Quoi qu’il en soit, « aucune circonstance atténuante pour Bongo », nous dit Ledjely, pour qui ce troisième mandat, même s’il « n’a duré qu’une heure tout au plus », était le « mandat de trop ». Et le président déchu « ne peut pas espérer le même élan de solidarité que celui que la communauté internationale témoigne depuis un mois » à son homologue nigérien Mohamed Bazoum. Dans son édito, IciLomé va plus loin encore : « Ali Bongo l’a bien cherché », lit-on.
« Malade, diminué, il avait pris le risque de se présenter pour un troisième mandat », là où il aurait pu laisser sa place à un autre candidat de son parti. Pour le site togolais, « les chefs d’État africains doivent comprendre que les officiers maliens et burkinabè, quel que soit ce qu’on peut leur reprocher, dégagent un certain charisme que leur envient les militaires des autres pays africains, surtout francophones ». « Donc, il ne faut pas donner le bâton pour se faire battre.

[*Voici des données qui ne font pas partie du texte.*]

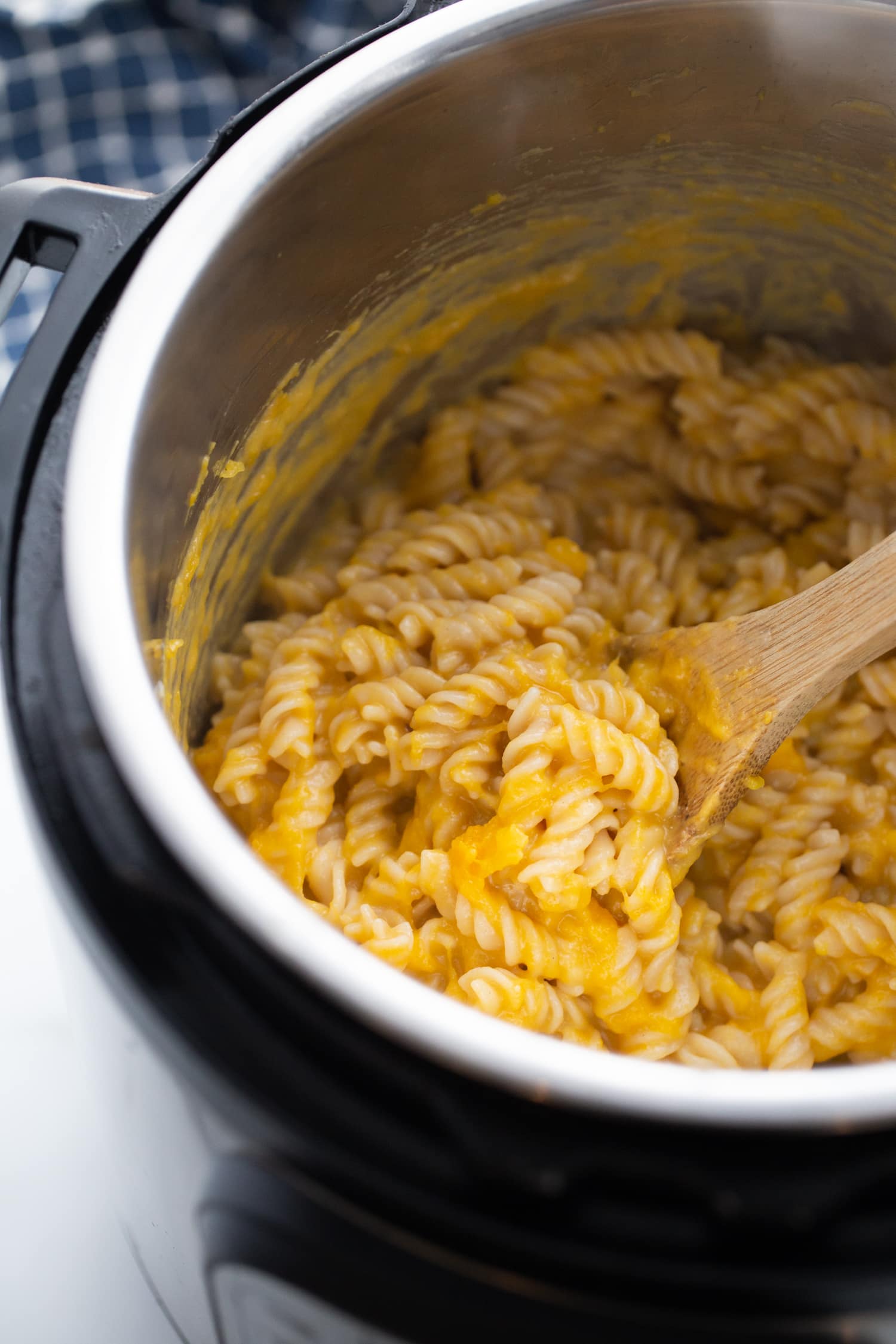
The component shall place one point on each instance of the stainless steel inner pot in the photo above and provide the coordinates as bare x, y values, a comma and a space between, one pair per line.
386, 240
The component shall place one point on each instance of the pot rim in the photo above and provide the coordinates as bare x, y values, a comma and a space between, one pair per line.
186, 815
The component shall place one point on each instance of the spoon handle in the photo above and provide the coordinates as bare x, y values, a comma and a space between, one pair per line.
812, 642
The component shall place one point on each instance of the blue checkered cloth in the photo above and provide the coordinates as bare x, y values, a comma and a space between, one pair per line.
130, 93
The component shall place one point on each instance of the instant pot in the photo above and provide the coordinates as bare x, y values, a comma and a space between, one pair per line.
305, 1144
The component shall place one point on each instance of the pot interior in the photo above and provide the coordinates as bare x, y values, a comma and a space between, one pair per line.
383, 244
641, 164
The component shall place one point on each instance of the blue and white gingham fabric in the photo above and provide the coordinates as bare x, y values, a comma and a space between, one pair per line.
130, 93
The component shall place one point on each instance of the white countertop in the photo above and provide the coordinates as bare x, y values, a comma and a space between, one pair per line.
66, 1276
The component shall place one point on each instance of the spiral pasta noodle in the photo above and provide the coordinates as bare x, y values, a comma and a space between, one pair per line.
428, 739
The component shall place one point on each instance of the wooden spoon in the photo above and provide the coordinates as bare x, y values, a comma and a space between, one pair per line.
739, 687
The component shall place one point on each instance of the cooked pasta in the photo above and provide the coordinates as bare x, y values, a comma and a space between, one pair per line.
429, 741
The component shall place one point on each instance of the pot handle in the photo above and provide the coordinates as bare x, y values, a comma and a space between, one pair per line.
85, 233
89, 233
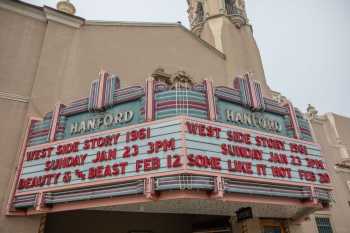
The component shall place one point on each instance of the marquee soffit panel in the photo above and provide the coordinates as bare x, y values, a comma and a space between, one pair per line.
170, 139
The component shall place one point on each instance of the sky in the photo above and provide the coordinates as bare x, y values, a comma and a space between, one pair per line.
304, 44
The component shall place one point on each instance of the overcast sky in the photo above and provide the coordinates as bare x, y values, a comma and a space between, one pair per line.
304, 44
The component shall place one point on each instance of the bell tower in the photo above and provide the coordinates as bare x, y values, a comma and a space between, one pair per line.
224, 24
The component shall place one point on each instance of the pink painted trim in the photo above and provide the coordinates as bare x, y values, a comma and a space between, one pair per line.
210, 99
54, 124
266, 200
223, 125
252, 92
111, 131
257, 180
294, 120
20, 161
101, 91
105, 182
150, 99
184, 119
164, 196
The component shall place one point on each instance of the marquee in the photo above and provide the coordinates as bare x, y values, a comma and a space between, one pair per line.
145, 133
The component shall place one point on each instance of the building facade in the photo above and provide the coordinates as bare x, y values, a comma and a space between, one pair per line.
151, 127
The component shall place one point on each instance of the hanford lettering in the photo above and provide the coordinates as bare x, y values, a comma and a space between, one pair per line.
106, 120
253, 119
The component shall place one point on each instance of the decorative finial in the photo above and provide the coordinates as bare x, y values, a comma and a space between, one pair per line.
66, 7
311, 111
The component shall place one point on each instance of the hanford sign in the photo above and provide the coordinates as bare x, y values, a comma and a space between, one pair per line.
147, 140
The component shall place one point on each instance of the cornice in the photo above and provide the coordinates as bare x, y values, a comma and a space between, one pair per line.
24, 9
63, 18
14, 97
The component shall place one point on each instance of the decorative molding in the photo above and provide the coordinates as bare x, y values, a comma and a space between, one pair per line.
129, 23
63, 18
14, 97
24, 9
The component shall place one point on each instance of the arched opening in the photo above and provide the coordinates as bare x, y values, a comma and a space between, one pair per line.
230, 7
199, 13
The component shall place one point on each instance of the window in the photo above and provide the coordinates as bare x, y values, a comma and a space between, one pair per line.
323, 225
199, 13
231, 7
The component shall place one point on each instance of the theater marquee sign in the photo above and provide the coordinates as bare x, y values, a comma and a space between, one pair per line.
97, 146
160, 147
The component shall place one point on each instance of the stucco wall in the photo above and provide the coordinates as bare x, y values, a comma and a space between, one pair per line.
20, 47
71, 59
339, 212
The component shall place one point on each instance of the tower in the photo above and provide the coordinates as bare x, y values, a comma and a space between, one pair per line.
224, 24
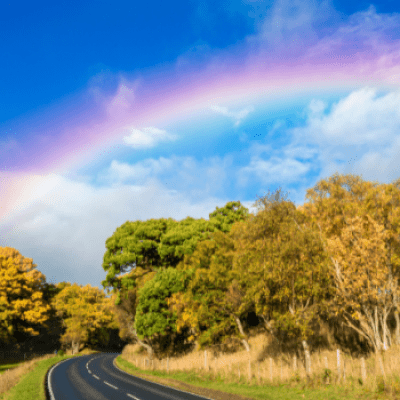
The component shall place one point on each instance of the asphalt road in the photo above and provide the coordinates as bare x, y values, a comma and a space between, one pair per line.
95, 377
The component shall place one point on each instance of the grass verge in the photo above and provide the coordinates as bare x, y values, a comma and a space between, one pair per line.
27, 380
215, 388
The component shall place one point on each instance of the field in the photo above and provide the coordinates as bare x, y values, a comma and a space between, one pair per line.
276, 378
25, 380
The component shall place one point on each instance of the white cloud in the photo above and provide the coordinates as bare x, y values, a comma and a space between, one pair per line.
237, 116
359, 134
273, 170
147, 137
65, 227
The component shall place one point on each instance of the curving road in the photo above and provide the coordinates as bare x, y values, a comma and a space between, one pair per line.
95, 377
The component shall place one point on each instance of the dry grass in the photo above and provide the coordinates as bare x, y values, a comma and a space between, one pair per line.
235, 367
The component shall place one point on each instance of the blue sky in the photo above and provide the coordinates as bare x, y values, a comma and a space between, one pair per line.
116, 111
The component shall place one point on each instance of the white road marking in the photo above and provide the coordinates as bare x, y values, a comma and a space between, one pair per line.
109, 384
133, 397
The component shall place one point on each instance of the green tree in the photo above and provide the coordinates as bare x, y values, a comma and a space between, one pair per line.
153, 317
223, 218
211, 305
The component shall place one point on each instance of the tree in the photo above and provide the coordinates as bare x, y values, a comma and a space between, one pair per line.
146, 247
223, 218
359, 227
84, 311
22, 306
211, 304
282, 268
153, 318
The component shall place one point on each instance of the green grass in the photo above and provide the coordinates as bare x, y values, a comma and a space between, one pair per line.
5, 367
266, 392
31, 386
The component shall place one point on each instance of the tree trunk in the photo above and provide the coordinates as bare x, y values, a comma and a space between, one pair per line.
149, 349
240, 327
396, 316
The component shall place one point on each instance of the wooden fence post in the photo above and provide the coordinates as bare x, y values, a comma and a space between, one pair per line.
270, 368
363, 371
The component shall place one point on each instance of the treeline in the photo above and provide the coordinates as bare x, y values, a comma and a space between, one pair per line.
38, 316
289, 271
195, 282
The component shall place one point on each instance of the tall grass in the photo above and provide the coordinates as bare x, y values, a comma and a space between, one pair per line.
382, 372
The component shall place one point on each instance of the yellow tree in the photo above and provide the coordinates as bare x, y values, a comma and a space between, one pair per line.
283, 268
358, 223
85, 312
22, 306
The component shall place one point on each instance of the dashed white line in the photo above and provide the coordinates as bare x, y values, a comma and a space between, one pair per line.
133, 397
109, 384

C’est exactement ce qui s’est passé au Gabon », poursuit IciLomé.
De nombreux autres titres de presse africains font le parallèle avec les autres coups d’État des dernières années sur le continent
C’est une « épidémie » pour TSA, « une tendance en vogue ». Le média algérien fait la liste : Mali, Guinée-Conakry, Burkina Faso, Niger... « Et d’aucuns s’interrogent déjà si cette succession n’aura pas un effet de contagion, car les raisons, à quelques différences près, sont les mêmes » ajoute le site qui se demande : « Qui stoppera cette spirale ? » Réponse : « Certainement pas l’Union africaine, dont le curieux effacement et son attitude à l’égard de la situation au Niger a montré les limites de son influence. » Pour Mourya Niger, « l’axe Mali-Burkina -Niger vient de recevoir un précieux renfort, en affaiblissant considérablement la France qui, désormais, évolue dans un contexte très difficile à gérer, d’autant plus que le régime Bongo incarnait le cœur de la France-Afrique depuis l’indépendance. »

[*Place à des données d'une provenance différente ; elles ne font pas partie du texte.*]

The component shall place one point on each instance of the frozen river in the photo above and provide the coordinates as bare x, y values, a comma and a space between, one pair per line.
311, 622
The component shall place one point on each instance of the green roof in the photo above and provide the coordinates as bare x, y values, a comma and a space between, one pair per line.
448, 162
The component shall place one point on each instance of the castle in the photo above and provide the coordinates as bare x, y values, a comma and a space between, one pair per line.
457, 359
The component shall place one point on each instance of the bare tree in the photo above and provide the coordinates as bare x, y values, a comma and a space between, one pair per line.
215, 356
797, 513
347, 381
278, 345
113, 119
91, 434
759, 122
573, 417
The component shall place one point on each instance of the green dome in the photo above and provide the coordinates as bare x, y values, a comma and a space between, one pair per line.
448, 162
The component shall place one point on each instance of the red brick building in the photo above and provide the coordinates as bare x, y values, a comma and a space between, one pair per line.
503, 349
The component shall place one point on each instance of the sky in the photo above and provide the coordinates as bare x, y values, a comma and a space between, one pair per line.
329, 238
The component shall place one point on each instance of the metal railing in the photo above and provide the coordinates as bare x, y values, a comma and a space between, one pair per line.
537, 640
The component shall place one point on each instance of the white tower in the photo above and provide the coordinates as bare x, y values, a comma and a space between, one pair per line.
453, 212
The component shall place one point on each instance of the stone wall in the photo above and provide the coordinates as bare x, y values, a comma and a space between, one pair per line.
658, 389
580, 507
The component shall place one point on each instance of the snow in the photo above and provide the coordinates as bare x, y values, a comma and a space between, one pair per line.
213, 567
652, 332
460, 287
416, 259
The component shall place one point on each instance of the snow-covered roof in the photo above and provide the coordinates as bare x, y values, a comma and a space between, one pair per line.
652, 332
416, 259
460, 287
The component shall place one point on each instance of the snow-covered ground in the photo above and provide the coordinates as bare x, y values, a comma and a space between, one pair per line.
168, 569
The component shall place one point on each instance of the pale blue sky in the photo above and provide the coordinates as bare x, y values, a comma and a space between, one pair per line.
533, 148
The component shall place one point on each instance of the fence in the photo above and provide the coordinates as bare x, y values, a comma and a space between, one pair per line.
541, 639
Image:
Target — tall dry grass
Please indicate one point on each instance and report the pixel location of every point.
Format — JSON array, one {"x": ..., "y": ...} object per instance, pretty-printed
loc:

Et puis, cette « épidémie » de coups d’État fera-t-elle de nouvelles victimes ? Il y a en tout cas des pays qui se méfient, si l’on en croit La Nouvelle Tribune, qui raconte que le jour même du putsch au Gabon, le président du voisin camerounais, Paul Biya, a lui signé un décret pour « procéder à des nominations dans l’armée camerounaise ». Alors oui, reconnaît le journal, « aucun lien n’a été fait officiellement ». Mais cette décision intervient quand même « dans un contexte régional marqué par des changement politiques majeurs ». C’est vrai que la coïncidence est « troublante », écrit Africaguinée, pour qui, face à la crainte de « l’effet domino » et voyant venir « l’ouragan qui balaie des chefs dictateurs », Paul Biya « cherche à assurer ses arrières ».